Around 150 Bosnians currently living in the United States are facing deportation by US Immigration and Customs Enforcement over crimes allegedly committed at the time of the war in Bosnia. In the 1990s over 120,000 immigrants from Bosnia submitted applications for US visas; however, many failed to undergo background checks and others may have kept their former military service a secret.
Old interviews and records have been pieced together by immigration officials in the United States, according to historian Michael MacQueen. “The more we dig, the more documents we find,” he told the New York Times.
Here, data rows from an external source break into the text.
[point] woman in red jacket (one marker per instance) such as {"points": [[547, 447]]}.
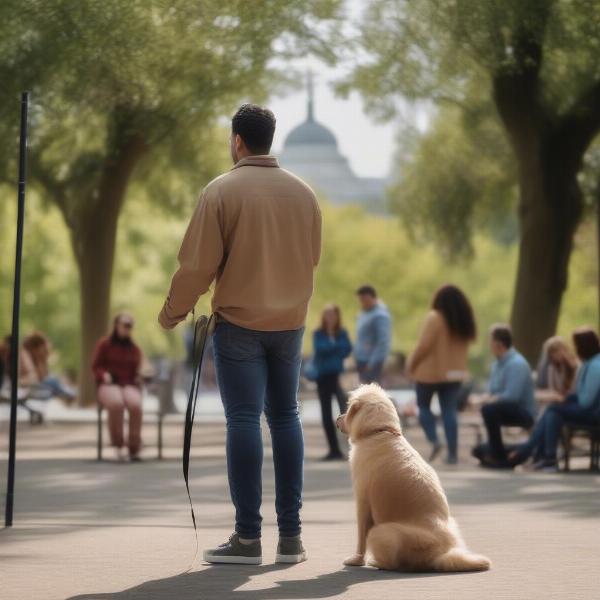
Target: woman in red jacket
{"points": [[116, 366]]}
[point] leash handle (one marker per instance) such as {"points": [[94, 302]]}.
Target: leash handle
{"points": [[202, 329]]}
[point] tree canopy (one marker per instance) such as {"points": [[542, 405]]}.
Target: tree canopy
{"points": [[130, 92], [536, 63]]}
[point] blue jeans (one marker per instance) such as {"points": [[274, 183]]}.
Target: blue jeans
{"points": [[448, 397], [558, 414], [503, 413], [256, 371], [543, 441]]}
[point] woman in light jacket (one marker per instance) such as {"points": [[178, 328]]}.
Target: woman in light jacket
{"points": [[438, 364], [331, 346]]}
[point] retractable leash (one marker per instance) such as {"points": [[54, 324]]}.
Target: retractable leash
{"points": [[202, 329]]}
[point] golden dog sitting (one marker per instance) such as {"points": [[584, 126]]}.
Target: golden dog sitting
{"points": [[402, 512]]}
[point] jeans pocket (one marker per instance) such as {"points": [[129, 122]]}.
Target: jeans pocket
{"points": [[289, 346], [236, 343]]}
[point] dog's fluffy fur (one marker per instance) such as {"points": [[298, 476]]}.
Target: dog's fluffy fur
{"points": [[402, 511]]}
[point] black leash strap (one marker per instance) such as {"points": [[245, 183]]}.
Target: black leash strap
{"points": [[202, 329]]}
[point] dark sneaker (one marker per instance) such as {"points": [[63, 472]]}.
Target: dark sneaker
{"points": [[234, 552], [546, 466], [290, 550]]}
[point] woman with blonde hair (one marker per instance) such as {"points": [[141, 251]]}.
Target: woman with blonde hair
{"points": [[562, 369], [331, 346], [39, 348]]}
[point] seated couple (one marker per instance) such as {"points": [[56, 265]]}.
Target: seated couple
{"points": [[511, 398]]}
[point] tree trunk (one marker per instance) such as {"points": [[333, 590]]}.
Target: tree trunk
{"points": [[93, 239], [95, 263], [550, 211]]}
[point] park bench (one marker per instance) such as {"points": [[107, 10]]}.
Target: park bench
{"points": [[592, 432], [162, 385], [24, 397]]}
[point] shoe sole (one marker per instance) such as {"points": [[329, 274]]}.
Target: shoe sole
{"points": [[232, 560], [291, 558]]}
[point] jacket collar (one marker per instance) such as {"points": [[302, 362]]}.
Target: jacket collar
{"points": [[259, 160]]}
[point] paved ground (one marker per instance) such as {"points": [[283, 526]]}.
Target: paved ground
{"points": [[85, 530]]}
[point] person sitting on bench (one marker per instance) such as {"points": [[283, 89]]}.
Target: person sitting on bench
{"points": [[116, 365], [27, 373], [580, 408], [510, 400], [39, 348]]}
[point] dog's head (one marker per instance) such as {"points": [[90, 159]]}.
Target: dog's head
{"points": [[369, 411]]}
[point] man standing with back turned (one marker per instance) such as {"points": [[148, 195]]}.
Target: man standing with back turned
{"points": [[257, 232]]}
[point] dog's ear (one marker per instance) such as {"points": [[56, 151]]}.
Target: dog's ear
{"points": [[352, 410]]}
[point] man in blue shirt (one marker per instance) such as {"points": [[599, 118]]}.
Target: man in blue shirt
{"points": [[373, 335], [511, 399]]}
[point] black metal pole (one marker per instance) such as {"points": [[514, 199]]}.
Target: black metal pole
{"points": [[14, 347]]}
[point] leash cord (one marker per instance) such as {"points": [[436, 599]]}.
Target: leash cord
{"points": [[202, 329]]}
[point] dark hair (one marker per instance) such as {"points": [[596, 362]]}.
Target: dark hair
{"points": [[502, 333], [456, 309], [338, 313], [256, 126], [366, 290], [586, 342]]}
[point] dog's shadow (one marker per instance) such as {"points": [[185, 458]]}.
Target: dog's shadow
{"points": [[223, 582]]}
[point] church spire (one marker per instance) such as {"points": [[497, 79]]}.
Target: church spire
{"points": [[311, 97]]}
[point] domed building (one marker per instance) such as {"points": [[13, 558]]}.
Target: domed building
{"points": [[310, 151]]}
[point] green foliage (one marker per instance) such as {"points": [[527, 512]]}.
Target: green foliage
{"points": [[357, 248], [460, 175], [105, 72], [457, 178]]}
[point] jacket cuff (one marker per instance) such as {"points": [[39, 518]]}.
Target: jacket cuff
{"points": [[166, 321]]}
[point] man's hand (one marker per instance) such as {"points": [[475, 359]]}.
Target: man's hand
{"points": [[165, 321]]}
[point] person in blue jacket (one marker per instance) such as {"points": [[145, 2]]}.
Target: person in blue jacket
{"points": [[373, 335], [331, 346], [580, 408]]}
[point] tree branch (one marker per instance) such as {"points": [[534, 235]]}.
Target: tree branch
{"points": [[516, 87], [578, 127]]}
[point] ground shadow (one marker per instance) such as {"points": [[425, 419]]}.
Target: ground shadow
{"points": [[223, 582]]}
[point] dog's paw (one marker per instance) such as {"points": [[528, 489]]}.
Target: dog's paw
{"points": [[356, 560]]}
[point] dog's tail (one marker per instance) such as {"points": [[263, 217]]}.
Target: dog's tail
{"points": [[398, 546], [460, 559]]}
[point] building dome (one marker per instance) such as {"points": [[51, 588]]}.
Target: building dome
{"points": [[310, 151], [308, 133]]}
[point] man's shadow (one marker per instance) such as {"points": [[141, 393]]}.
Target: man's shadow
{"points": [[222, 583]]}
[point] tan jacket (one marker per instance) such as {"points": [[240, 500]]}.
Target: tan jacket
{"points": [[439, 356], [257, 232]]}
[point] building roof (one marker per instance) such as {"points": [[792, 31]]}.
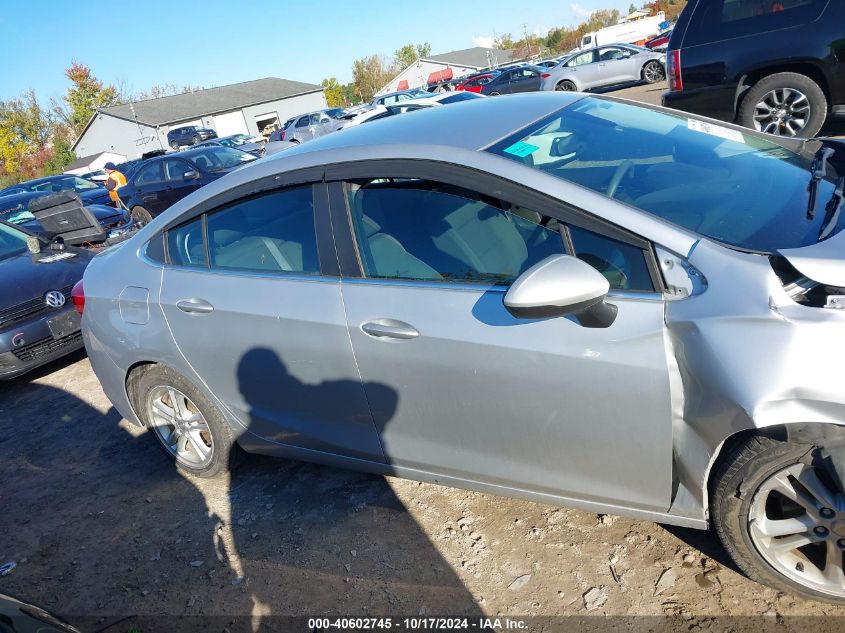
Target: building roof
{"points": [[193, 105], [475, 57], [84, 161]]}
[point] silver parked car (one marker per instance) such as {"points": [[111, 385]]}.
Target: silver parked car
{"points": [[605, 66], [567, 298], [306, 127]]}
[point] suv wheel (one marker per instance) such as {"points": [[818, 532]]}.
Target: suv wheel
{"points": [[779, 509], [189, 428], [653, 72], [784, 104]]}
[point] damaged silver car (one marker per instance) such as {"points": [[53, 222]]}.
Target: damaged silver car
{"points": [[571, 299]]}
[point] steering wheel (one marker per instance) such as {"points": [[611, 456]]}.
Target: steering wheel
{"points": [[624, 167]]}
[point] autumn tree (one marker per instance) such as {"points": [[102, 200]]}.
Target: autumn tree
{"points": [[408, 54], [369, 75], [85, 95]]}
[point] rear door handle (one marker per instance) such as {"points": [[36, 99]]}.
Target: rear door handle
{"points": [[388, 328], [195, 306]]}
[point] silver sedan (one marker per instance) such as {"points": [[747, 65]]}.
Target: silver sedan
{"points": [[606, 66], [566, 298]]}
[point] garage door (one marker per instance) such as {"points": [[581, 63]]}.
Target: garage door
{"points": [[230, 123]]}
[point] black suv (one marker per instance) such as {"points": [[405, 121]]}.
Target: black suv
{"points": [[777, 66], [189, 135]]}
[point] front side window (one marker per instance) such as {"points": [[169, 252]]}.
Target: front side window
{"points": [[272, 232], [421, 230], [735, 187]]}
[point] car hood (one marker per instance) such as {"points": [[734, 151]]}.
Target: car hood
{"points": [[22, 278], [824, 262]]}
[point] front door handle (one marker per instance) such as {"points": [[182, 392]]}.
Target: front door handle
{"points": [[388, 328], [195, 306]]}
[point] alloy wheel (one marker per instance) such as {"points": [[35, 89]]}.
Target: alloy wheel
{"points": [[180, 426], [796, 522], [653, 72], [783, 112]]}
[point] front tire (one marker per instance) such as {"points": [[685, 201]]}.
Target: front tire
{"points": [[784, 104], [185, 423], [653, 72], [776, 509]]}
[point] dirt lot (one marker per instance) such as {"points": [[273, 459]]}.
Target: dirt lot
{"points": [[102, 526]]}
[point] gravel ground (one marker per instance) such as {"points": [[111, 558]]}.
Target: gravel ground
{"points": [[102, 526]]}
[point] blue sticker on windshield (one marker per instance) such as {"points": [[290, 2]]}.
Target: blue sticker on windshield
{"points": [[521, 149]]}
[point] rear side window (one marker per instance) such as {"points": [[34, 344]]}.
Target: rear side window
{"points": [[717, 20], [272, 232]]}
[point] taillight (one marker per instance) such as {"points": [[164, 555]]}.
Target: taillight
{"points": [[77, 295], [673, 63]]}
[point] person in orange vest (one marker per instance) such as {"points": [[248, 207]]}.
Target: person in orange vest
{"points": [[114, 182]]}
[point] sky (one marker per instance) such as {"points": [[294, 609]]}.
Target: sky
{"points": [[218, 42]]}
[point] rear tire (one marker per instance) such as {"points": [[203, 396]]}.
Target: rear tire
{"points": [[141, 216], [653, 72], [215, 435], [784, 104], [750, 492]]}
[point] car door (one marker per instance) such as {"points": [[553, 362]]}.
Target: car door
{"points": [[150, 188], [177, 186], [255, 307], [545, 405], [613, 65]]}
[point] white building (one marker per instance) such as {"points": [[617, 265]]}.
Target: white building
{"points": [[244, 108], [448, 66]]}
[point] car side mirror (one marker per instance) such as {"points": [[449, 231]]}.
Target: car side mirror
{"points": [[562, 285]]}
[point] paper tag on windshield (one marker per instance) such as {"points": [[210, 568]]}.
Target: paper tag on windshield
{"points": [[715, 130]]}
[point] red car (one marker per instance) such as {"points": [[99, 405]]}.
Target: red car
{"points": [[476, 82]]}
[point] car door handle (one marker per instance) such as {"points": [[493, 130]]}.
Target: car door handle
{"points": [[388, 328], [195, 306]]}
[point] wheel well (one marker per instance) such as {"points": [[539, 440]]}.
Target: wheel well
{"points": [[132, 376], [813, 433], [809, 70]]}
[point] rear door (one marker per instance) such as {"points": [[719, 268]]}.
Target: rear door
{"points": [[544, 405], [253, 300]]}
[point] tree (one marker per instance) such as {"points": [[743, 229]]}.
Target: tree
{"points": [[85, 95], [408, 54], [335, 95], [369, 75], [25, 129]]}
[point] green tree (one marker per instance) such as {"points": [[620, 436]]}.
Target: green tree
{"points": [[334, 91], [408, 54], [85, 95], [369, 75]]}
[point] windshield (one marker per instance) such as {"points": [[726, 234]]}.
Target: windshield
{"points": [[734, 187], [12, 242], [220, 158], [62, 184]]}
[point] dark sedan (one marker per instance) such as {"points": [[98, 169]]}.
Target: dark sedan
{"points": [[14, 209], [520, 79], [165, 180], [38, 322], [89, 192]]}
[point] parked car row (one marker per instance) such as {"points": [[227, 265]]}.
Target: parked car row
{"points": [[434, 285]]}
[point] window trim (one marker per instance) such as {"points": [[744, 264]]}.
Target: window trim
{"points": [[472, 180]]}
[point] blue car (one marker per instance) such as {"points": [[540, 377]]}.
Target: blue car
{"points": [[89, 192], [163, 181], [38, 322], [14, 209]]}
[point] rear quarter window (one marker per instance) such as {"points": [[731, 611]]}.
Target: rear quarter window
{"points": [[717, 20]]}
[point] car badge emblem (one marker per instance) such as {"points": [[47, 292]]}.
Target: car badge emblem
{"points": [[54, 299]]}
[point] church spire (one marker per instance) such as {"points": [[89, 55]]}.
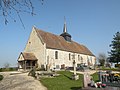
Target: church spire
{"points": [[65, 34], [65, 26]]}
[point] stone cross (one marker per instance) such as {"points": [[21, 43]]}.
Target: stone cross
{"points": [[74, 67], [86, 79]]}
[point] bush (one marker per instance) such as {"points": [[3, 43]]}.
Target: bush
{"points": [[1, 77], [117, 65]]}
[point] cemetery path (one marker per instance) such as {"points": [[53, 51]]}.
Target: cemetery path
{"points": [[19, 81]]}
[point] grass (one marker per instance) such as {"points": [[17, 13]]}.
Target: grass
{"points": [[1, 77], [62, 82], [8, 69], [95, 77]]}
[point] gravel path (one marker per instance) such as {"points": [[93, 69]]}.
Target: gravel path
{"points": [[19, 81]]}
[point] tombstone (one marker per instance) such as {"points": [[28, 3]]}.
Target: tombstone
{"points": [[86, 79], [75, 76], [100, 75]]}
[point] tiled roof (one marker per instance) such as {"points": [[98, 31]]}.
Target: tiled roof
{"points": [[58, 42], [28, 56]]}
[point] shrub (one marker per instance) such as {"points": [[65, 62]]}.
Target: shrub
{"points": [[1, 77], [117, 65]]}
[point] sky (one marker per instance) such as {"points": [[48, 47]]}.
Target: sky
{"points": [[90, 22]]}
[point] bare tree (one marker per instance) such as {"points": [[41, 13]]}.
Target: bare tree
{"points": [[6, 65], [10, 7]]}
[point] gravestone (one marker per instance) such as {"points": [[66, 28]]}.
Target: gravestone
{"points": [[86, 79], [75, 76]]}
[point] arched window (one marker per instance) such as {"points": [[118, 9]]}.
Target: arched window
{"points": [[56, 54]]}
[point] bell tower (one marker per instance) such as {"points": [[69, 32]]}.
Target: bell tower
{"points": [[65, 34]]}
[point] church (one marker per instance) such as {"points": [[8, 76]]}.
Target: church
{"points": [[56, 51]]}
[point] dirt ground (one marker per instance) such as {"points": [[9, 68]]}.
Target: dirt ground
{"points": [[19, 81]]}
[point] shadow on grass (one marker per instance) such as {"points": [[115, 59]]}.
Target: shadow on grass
{"points": [[68, 77], [76, 88]]}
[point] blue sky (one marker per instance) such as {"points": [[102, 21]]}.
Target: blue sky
{"points": [[90, 22]]}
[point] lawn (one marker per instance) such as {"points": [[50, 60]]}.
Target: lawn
{"points": [[1, 77], [95, 77], [62, 82]]}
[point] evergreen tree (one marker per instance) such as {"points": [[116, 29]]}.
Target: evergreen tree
{"points": [[114, 54]]}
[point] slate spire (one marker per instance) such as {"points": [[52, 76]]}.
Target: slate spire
{"points": [[65, 34]]}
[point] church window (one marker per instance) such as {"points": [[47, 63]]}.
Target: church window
{"points": [[69, 56], [56, 54]]}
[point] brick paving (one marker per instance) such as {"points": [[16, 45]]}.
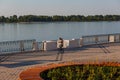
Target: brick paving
{"points": [[12, 65]]}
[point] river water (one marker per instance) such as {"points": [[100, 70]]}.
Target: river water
{"points": [[52, 30]]}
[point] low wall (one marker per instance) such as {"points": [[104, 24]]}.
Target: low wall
{"points": [[16, 46]]}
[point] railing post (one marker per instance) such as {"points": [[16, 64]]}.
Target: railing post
{"points": [[21, 46], [81, 42], [44, 45]]}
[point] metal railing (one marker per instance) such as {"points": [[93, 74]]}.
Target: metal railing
{"points": [[32, 45]]}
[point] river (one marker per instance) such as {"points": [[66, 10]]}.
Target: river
{"points": [[52, 30]]}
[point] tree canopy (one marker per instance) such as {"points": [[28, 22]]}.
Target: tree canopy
{"points": [[79, 18]]}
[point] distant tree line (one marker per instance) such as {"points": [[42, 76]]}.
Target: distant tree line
{"points": [[79, 18]]}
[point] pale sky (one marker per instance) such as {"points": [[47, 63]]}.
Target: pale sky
{"points": [[59, 7]]}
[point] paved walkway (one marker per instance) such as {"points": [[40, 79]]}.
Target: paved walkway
{"points": [[12, 65]]}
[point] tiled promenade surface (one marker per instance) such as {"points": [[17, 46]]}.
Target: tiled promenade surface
{"points": [[12, 65]]}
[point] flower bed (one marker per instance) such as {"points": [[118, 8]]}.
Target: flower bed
{"points": [[84, 68], [82, 72]]}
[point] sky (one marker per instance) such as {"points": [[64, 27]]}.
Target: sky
{"points": [[59, 7]]}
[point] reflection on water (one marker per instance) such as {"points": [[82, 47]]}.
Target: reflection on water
{"points": [[51, 31]]}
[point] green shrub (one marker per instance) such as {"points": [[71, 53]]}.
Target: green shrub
{"points": [[82, 72]]}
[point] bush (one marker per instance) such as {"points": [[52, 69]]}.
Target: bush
{"points": [[82, 72]]}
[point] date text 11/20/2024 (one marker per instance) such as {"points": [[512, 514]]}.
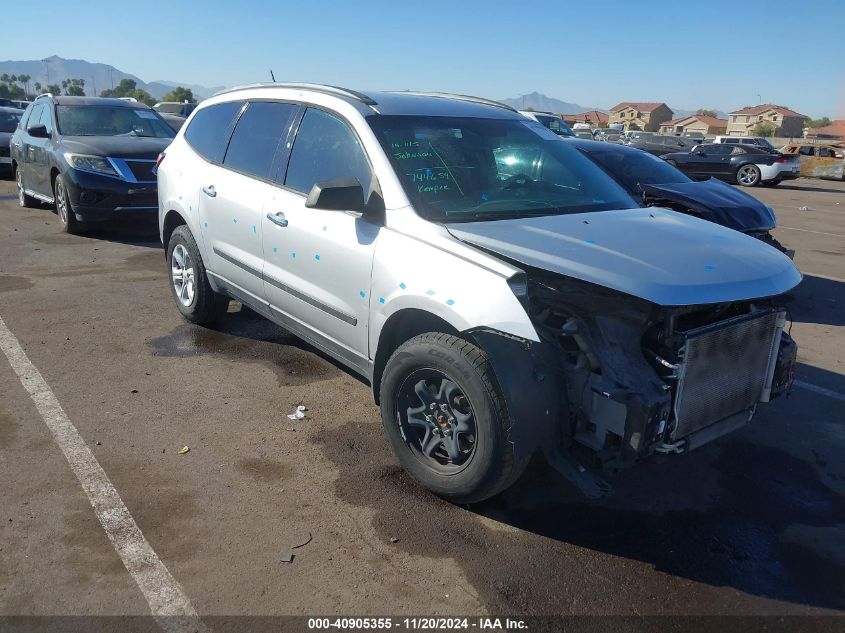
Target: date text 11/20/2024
{"points": [[418, 624]]}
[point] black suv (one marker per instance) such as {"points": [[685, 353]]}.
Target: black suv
{"points": [[95, 158]]}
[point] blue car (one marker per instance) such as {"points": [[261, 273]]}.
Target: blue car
{"points": [[654, 182]]}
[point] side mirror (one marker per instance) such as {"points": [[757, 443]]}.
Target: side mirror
{"points": [[38, 131], [339, 194]]}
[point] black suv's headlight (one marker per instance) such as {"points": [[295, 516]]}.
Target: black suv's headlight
{"points": [[94, 164]]}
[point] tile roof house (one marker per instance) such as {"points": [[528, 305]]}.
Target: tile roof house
{"points": [[786, 122], [634, 115], [701, 123], [595, 118], [836, 130]]}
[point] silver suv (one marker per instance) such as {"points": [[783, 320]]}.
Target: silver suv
{"points": [[499, 292]]}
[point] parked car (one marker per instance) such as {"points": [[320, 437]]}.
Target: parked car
{"points": [[746, 165], [552, 121], [93, 157], [9, 119], [744, 140], [819, 161], [654, 182], [498, 290], [183, 109], [659, 145]]}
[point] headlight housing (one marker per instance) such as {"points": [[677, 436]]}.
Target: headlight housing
{"points": [[93, 164]]}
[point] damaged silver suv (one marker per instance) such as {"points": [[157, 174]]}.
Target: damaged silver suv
{"points": [[500, 293]]}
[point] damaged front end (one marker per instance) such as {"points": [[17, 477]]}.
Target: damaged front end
{"points": [[642, 378], [616, 378]]}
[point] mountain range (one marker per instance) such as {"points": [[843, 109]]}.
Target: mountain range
{"points": [[98, 77], [541, 102]]}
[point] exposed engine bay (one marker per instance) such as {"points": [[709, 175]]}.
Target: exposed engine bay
{"points": [[640, 378]]}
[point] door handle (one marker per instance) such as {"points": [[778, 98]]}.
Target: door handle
{"points": [[278, 219]]}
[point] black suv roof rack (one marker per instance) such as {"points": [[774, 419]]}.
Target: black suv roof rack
{"points": [[325, 89], [449, 95]]}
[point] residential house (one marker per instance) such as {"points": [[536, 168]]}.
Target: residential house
{"points": [[786, 122], [594, 118], [836, 130], [697, 123], [640, 116]]}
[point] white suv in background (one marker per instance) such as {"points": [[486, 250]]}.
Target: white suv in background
{"points": [[497, 289]]}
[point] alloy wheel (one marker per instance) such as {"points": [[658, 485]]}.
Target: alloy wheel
{"points": [[182, 274], [437, 421], [747, 175]]}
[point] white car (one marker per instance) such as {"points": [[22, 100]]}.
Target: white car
{"points": [[499, 291]]}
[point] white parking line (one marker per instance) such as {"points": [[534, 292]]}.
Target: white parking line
{"points": [[168, 603], [820, 390], [792, 228]]}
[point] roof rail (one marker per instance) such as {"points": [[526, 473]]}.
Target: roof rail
{"points": [[325, 89], [449, 95]]}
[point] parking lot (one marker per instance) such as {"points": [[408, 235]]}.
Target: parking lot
{"points": [[753, 524]]}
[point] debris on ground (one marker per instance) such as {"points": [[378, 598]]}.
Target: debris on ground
{"points": [[298, 414], [303, 543]]}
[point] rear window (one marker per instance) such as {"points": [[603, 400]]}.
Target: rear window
{"points": [[257, 135], [210, 128]]}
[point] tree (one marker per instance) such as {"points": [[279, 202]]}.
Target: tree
{"points": [[763, 129], [127, 88], [180, 95], [822, 122]]}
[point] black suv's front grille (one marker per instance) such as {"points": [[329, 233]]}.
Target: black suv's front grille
{"points": [[142, 170]]}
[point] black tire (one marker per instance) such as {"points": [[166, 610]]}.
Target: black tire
{"points": [[204, 305], [748, 175], [490, 466], [23, 199], [64, 208]]}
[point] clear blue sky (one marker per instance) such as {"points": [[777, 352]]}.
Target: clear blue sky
{"points": [[718, 53]]}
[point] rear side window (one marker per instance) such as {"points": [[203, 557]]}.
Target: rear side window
{"points": [[325, 148], [34, 116], [209, 130], [256, 138]]}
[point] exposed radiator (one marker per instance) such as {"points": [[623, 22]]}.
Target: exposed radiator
{"points": [[725, 368]]}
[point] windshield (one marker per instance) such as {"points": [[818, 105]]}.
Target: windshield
{"points": [[465, 169], [9, 121], [633, 169], [111, 121]]}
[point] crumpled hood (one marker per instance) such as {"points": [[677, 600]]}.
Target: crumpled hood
{"points": [[116, 146], [718, 202], [661, 256]]}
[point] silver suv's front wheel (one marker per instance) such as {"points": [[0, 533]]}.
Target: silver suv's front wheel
{"points": [[189, 285], [446, 418]]}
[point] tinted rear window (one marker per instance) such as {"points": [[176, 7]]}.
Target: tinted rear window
{"points": [[209, 130], [257, 136]]}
The US has already identified 300 immigrants who may have been involved in war crimes and this number could increase to as many as 600 by the close of the investigation.
Around 50% of the immigrants already positively identified as war criminals are believed to be Bosnian Serb soldiers who were involved in the Srebrenica massacre in 1995. Around 8,000 ethnic Bosnians were murdered and this incident was once described as “the worst [crime] on European soil since the Second World War” by Kofi Annan, the former United Nations secretary general.
80 people have been convicted of war crimes by the International Criminal Tribunal for their part in the massacre.
A timeline for the deportations has not been given by immigration officials; however, the process could be a lengthy one, with the New York Times saying that some of the cases could be delayed until 2019 due to the high number of immigration hearings already in play.